1. First, boil 1/2 cup of fennel seeds in a cup and a half water for ten minutes. Let sit ten minutes, drain the tea water for use later. Discard the seeds, or make more tea with the left over seeds in the pot, and drink it.
2. Pour one can of condensed milk into a pan with one tblspn butter melted at the bottom. Add the fennel tea you just made. Add some natural vanilla liquid, about a tspn. Add two cups brown sugar.
3. Butter one smallish glass pan or whatever, to later pour the hot toffee into to cool and not stick because of the butter on the pan...

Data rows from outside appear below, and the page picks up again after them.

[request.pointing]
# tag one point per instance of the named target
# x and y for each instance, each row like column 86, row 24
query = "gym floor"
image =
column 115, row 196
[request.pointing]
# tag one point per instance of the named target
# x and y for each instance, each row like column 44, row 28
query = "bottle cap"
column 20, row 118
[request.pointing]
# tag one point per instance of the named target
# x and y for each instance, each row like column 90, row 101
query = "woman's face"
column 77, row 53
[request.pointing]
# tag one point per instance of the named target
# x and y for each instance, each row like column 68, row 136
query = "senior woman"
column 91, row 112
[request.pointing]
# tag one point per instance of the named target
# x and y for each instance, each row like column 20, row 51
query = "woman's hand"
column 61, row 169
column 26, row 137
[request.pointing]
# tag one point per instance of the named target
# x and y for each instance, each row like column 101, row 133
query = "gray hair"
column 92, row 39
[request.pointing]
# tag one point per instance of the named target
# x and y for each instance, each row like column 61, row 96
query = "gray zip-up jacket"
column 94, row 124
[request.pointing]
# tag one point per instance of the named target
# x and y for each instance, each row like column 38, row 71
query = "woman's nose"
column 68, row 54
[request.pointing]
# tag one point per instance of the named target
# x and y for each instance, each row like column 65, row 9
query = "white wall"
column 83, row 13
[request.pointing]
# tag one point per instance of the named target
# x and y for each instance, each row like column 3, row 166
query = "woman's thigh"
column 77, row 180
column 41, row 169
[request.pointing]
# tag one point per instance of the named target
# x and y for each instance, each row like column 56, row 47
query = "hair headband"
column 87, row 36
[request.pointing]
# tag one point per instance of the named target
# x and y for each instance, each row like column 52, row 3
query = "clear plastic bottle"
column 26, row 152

4.. Cook this at a moderate heat, such as 6/10, stirring until it boils, then let boil slowly for about twenty minutes, use a spatter screen. As the water boils off, it will thicken, perhaps curdle, but keep cooking until a certain point when if you take a bit from the pot and let it cool under water or on the counter, it become a thick semihard toffee. This happens rather quickly towards the end, so don't cook it hard and don't undercook it, so chek constantly as it boils with lotsa bubbles and thickens up. Pour that hot toffee into the buttered pan to cool. Careful, that stuff sticks and burns!

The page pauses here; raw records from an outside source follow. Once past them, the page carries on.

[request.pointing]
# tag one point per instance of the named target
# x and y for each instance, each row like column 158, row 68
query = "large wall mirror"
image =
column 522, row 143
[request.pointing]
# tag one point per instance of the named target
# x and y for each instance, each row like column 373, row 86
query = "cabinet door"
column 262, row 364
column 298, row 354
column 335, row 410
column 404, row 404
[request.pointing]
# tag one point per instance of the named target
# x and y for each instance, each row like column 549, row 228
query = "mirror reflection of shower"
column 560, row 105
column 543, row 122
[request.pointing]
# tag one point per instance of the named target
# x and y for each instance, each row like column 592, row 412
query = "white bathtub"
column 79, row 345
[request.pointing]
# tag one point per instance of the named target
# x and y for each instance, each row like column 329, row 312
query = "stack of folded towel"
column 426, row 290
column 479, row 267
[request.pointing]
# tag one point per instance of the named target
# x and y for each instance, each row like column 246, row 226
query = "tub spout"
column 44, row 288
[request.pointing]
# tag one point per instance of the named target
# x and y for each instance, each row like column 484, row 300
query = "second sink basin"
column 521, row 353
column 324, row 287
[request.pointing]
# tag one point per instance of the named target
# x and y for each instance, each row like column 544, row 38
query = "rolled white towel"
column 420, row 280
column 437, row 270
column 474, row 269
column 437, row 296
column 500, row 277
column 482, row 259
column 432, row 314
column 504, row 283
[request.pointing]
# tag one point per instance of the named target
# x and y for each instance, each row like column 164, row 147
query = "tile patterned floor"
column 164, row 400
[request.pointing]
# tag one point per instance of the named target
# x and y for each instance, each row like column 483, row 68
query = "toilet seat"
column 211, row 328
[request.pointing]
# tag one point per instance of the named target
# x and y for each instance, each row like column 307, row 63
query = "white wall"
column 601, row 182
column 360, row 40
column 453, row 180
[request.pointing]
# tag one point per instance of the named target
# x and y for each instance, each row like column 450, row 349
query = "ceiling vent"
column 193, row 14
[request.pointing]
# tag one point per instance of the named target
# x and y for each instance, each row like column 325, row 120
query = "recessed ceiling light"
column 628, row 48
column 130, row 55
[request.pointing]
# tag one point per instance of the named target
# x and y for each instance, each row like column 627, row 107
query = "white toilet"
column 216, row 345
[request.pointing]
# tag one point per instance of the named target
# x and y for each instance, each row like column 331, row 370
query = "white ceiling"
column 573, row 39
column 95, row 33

5. When almost hard, cut lines in the top so that it can be easily seperated into pieces when it finally hardens. If it remains soft, you goofed. Too hard, it won't come out of that pan unless you soak it in hot water. It's easy once you get the hang of it. Offer the sweets to Godhead and your family.
Replies
Homemade Chocolate Caramels;
Take one kilo of syrup-consistency water, made with white or brown sugar, boil for 1/4 hour. Add 3/4 cup butter. Add 500 grams milk powder, whole if possible. Add 1/2 cup Hershey's coca. Stir hard, cook at low-moderate heat, stir constantly, eventually testing a drop of it on the counter or in some cool water, to to see if it is thick, until it reaches a very thick stage. It should be bunching up in the pan at end point. Takes me about half an hour cooking, stirring constantly to avoid burning. Pour into pan with sides and parchment paper on the bottom. Takes a good day to set, really. When set, it should be a thick chewey caramel, yet cuttable.